Database horizons

The modern database era began in 1970, when E.F. Codd published his paper “A Relational Model of Data for Large Shared Data Banks.” His ideas enabled the logical manipulation of data to be independent of its physical location, greatly simplifying the work of application developers.

Now we are poised for another leap forward. Databases will scale to gargantuan proportions, span multiple locations and maintain information in heterogeneous formats. And they will be autonomous and self-tuning. The major database vendors are pursuing these goals in different ways.

Thirty years ago, IBM Corp. researcher Pat Selinger invented “cost-based” query optimization, by which searches against relational databases, such as IBM’s DB2, minimized computer resources by finding the most efficient access methods and paths. Now Selinger, vice president of data management architecture and technology, is leading an effort at IBM called Leo – for Learning Optimizer – that she says will push DB2 optimization into a new realm.

Rather then optimizing a query once, when it’s compiled, Leo will watch production queries as they run and fine-tune them as it learns about data relationships and user needs. “It empirically derives interesting things about the data,” Selinger says.
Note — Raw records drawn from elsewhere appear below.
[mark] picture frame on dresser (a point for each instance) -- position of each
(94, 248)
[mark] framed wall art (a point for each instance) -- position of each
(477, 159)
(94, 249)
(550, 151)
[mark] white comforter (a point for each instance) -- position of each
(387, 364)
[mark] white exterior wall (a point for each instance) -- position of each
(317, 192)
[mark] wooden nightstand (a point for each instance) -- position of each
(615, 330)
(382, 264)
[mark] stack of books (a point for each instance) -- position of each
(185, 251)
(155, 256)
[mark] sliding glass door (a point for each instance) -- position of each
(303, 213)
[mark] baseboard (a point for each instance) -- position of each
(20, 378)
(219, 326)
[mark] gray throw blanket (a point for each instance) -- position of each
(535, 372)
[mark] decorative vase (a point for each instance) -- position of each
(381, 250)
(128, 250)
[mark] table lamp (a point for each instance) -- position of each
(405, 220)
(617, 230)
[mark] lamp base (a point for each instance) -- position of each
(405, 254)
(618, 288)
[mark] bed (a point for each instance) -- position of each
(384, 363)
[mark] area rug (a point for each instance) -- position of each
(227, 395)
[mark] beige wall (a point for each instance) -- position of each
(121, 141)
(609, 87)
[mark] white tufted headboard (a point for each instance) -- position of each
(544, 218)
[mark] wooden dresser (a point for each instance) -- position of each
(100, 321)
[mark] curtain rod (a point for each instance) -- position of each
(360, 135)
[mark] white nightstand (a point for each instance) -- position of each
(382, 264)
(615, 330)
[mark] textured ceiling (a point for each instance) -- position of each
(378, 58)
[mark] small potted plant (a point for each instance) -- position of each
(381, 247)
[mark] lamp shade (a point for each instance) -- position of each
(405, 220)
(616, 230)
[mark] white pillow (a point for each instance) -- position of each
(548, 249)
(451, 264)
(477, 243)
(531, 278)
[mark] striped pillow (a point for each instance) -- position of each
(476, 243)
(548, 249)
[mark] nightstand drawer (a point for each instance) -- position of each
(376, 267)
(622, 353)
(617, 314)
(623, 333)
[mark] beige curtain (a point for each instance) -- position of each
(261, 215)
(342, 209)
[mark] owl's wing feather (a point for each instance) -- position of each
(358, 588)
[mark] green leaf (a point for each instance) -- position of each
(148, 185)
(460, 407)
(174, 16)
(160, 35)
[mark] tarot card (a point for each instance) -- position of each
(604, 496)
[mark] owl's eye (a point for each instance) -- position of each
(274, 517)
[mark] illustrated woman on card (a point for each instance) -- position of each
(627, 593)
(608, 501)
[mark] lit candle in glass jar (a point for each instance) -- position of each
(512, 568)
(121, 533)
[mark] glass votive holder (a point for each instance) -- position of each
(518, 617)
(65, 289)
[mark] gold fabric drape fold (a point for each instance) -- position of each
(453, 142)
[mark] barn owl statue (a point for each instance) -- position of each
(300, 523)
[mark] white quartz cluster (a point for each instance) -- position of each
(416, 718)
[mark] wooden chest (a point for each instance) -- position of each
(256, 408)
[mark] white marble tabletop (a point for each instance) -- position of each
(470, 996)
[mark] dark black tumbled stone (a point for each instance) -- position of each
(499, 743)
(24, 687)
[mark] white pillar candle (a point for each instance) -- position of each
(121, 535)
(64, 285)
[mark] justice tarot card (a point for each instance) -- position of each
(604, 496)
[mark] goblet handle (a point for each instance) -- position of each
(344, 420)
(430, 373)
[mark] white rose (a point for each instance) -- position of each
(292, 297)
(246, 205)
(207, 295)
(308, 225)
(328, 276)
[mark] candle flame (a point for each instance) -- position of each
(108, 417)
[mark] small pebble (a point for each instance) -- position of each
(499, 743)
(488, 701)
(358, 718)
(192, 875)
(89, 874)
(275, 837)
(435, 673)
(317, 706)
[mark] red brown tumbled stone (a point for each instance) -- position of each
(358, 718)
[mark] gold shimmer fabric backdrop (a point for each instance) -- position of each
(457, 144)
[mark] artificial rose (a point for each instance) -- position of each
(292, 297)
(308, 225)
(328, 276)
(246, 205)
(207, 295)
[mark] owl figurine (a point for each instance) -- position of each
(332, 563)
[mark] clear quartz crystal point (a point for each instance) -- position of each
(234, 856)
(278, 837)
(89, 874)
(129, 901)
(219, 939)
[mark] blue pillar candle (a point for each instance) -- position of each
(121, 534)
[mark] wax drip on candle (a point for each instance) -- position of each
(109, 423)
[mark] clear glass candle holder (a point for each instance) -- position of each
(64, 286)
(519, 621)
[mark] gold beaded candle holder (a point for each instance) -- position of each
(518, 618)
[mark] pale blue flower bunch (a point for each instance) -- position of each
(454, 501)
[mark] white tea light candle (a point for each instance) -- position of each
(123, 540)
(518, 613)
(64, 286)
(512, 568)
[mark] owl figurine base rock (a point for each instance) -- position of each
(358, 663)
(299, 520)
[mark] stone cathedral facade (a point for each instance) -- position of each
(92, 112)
For example, Leo would come to realize that a ZIP code can be associated with only one state, or that a Camry is made only by Toyota, even if those rules aren’t specified in advance.

Selinger says Leo will be most helpful in large and complex databases, and in databases where interdata relationships exist but aren’t explicitly declared by database designers. Leo is likely to be included in commercial releases of DB2 in about three years, she says.

Microsoft Corp. says users will never be persuaded to dump everything – e-mail, documents, audio/video, pictures, spreadsheets and so on – into one gigantic database. Therefore, the software vendor is developing technology that will allow a user to seamlessly reach across multiple, heterogeneous data stores with a single query.

Microsoft’s Unified Data project involves three steps, says Stan Sorensen, director of SQL Server. First, the company will devise “schema” based on XML that define data types. Then it will develop methods for relating different data types to each other and finally develop a common query mechanism for distributed databases. For example, Sorensen says, “Suppose I search for a document that references Microsoft, and the document tells the query that there’s also a media file in another place that references Microsoft.”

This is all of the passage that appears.